Television

Click, Respond, Repeat

How to watch Web video.

I don’t understand what Web video is. Neither do you, by the way. And if, like Woody Allen, we could pull Marshall McLuhan onto the screen, I think he would dither suavely for quite a while before trying to class it as a hot or cool medium. What we know is that it’s of the moment—not in the sense of its being au courant, but in its knack for turning mere moments into cultural monuments.

You can watch TV programming—a cancelled sitcom or a simulcast basketball game, say—on the Web. But that’s not really watching TV. It’s like watching movies on television or listening to opera on tape. You get the substance of the thing but not its spirit. All of Un chien andalou, the landmark Surrealist short film by Luis Buñuel and Salvador Dalí, is available on YouTube. So is that movie’s most sensational segment, an 8-second clip  involving a straight razor and an eyeball. Only the excerpt jibes with the medium. TV and film translate best to Web video in self-contained blips of primal feeling, and the material most emblematic of the form is smash-and-grab stuff that doesn’t ask you to do interpretive work.

Think of the broadly choreographed dance numbers—rock band OK GO bopping on treadmills, for instance, as well as the countless bedroom lip-syncers.
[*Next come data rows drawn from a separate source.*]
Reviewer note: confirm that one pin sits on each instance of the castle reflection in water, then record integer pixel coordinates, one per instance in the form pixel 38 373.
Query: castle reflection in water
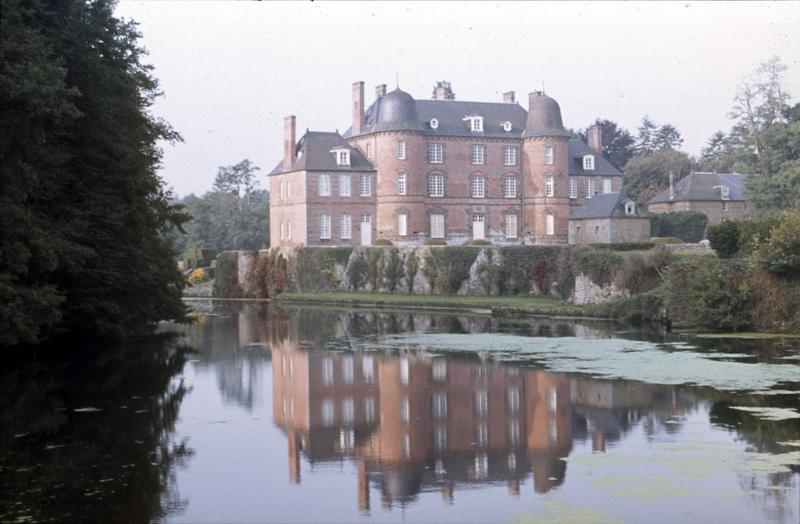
pixel 415 421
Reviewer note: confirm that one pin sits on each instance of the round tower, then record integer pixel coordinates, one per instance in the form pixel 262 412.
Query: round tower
pixel 545 172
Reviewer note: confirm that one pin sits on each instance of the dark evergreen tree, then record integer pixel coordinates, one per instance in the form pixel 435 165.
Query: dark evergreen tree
pixel 85 216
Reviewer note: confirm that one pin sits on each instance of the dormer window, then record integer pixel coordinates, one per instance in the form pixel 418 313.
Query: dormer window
pixel 342 156
pixel 475 123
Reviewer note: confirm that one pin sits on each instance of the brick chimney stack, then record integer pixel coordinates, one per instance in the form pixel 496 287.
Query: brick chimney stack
pixel 671 185
pixel 358 107
pixel 289 141
pixel 595 136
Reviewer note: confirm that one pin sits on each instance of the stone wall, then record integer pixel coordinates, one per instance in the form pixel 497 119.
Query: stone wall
pixel 548 271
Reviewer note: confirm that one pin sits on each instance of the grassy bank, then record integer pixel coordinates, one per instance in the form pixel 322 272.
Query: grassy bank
pixel 497 304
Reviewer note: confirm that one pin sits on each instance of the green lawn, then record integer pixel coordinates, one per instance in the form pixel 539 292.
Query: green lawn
pixel 520 303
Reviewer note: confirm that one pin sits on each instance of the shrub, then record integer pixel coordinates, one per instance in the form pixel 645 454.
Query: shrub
pixel 725 238
pixel 197 276
pixel 689 226
pixel 599 264
pixel 435 242
pixel 780 254
pixel 446 269
pixel 666 240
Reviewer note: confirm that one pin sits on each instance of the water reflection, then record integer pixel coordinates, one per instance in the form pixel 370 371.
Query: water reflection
pixel 89 435
pixel 414 421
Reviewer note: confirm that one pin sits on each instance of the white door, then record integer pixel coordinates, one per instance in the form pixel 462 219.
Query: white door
pixel 366 229
pixel 478 229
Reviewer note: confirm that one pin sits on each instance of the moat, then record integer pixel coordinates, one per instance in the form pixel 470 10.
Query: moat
pixel 305 414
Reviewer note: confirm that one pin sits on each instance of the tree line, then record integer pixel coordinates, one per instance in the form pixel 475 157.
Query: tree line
pixel 84 216
pixel 764 139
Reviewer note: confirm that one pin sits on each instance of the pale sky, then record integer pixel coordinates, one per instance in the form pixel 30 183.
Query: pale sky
pixel 230 72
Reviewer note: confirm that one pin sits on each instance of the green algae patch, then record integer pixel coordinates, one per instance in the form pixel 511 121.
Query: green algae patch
pixel 552 512
pixel 771 414
pixel 608 358
pixel 748 335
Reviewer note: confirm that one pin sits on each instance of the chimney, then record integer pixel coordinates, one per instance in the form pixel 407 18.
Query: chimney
pixel 671 185
pixel 358 107
pixel 595 136
pixel 289 141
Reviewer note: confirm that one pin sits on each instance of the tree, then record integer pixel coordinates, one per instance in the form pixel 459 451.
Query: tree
pixel 647 175
pixel 667 138
pixel 618 144
pixel 646 140
pixel 85 216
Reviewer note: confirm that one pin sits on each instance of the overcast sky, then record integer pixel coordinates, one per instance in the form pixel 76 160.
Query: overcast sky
pixel 230 72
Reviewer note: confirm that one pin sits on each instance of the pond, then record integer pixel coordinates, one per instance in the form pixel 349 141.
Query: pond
pixel 306 414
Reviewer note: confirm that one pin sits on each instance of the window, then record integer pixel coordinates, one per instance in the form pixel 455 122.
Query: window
pixel 327 412
pixel 509 156
pixel 401 149
pixel 439 370
pixel 440 404
pixel 549 155
pixel 401 183
pixel 348 413
pixel 365 185
pixel 510 187
pixel 345 227
pixel 347 369
pixel 475 123
pixel 478 154
pixel 436 185
pixel 478 187
pixel 342 157
pixel 435 153
pixel 511 226
pixel 324 185
pixel 327 371
pixel 437 226
pixel 402 224
pixel 344 185
pixel 324 226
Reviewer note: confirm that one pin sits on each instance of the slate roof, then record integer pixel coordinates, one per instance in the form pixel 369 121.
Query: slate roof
pixel 605 205
pixel 451 113
pixel 314 154
pixel 602 167
pixel 700 186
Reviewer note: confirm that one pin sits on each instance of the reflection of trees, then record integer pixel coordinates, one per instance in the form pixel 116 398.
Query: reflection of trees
pixel 115 464
pixel 234 346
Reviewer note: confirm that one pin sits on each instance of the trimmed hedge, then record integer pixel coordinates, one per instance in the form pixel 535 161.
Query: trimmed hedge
pixel 689 226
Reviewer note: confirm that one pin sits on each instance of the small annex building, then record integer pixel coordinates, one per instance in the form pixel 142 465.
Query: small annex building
pixel 719 196
pixel 608 218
Consider the flavor of the comedy, from the endless Steven Colbert snippets to the whimsical blitz of “Lazy Sunday.” Remember the outraged pops of drama:  Zidane’s head butt, Clinton on Fox News. And don’t forget the high-concept mash-ups, the gotcha clips, the nipple slips, the in-your-face homemade monologues, and those miniature documentaries exploring the cuteness of cats somehow never quite so cute as your own. Once you’ve clicked on a video and hunched over to concentrate your attention, the experience comes at you, bold and instant, as immediately intelligible as a billboard and rewarding as a dopamine rush. Your inevitable education in pop culture allows you to fill in any contextual blanks automatically. This is TV reduced to its ether—click, respond, repeat—and every video is, first and last, an advertisement for itself.

This video is viral, all right: It wants to get under your skin. It asks for a gut reaction. Virginia Heffernan, writing the Screens blog at NYTimes.com, supposes  that “card-sized video on a computer screen threatens to be dry and abstract, and that anything that makes it visceral redeems it.” I’m fond of Ms. Heffernan and was struck, this past summer, to see her sucked into the orbit of Lonelygirl15, a young woman who presents herself as Bree, an actual 16-year-old with a camera in her actual bedroom, cutely dispensing witty confessions two minutes at a time. About four months passed between Lonelygirl’s June 16 YouTube debut and her identification as a twentysomething actress with ties to that notorious hotbed of grassroots entertainment, the Beverly Hills headquarters of CAA. During that time, Virginia and countless others (including parodists, play-at-home analysts, and sundry cyberspace rangers) went on an exegetical bender—not an unnatural response to a serial display of old-fashioned star quality. Lonelygirl, with her moony eyes and her feline posture and her intimate philosophizing, represents the flip side of Web video’s quick-hit aesthetic—the lingering enigma. (See also: Paris Hilton’s impregnable facade.) Web video rewards obsession and vice versa.

In this and so many other respects, watching YouTube is far closer to consuming Internet pornography than staring at the television. Like Internet porn, Web video promises something to gratify any appetite in an instant and for a moment. The two also share an illicit quality: You generally watch them alone and when you really should be doing something else. Each mixes the raw with the slick. Neither makes a fetish of too much internal narrative.

But then, all of media culture has an increasingly pornographic feel, doesn’t it? Web video dovetails with both the show-me morals of MySpace and the spy-eyed ethos of reality TV and tabloid glossies. YouTube is the product of an America where every normal person knows he deserves to blow up and get paid, to be naked and famous; where you’re not really consuming unless you’re producing in kind and where your “production” can be your own banal self. Web video is the ideal medium for a world populated by instinctual exhibitionists who double as full-time voyeurs. To quote a performance artist who might have thrived on the Web, nothing succeeds like excess.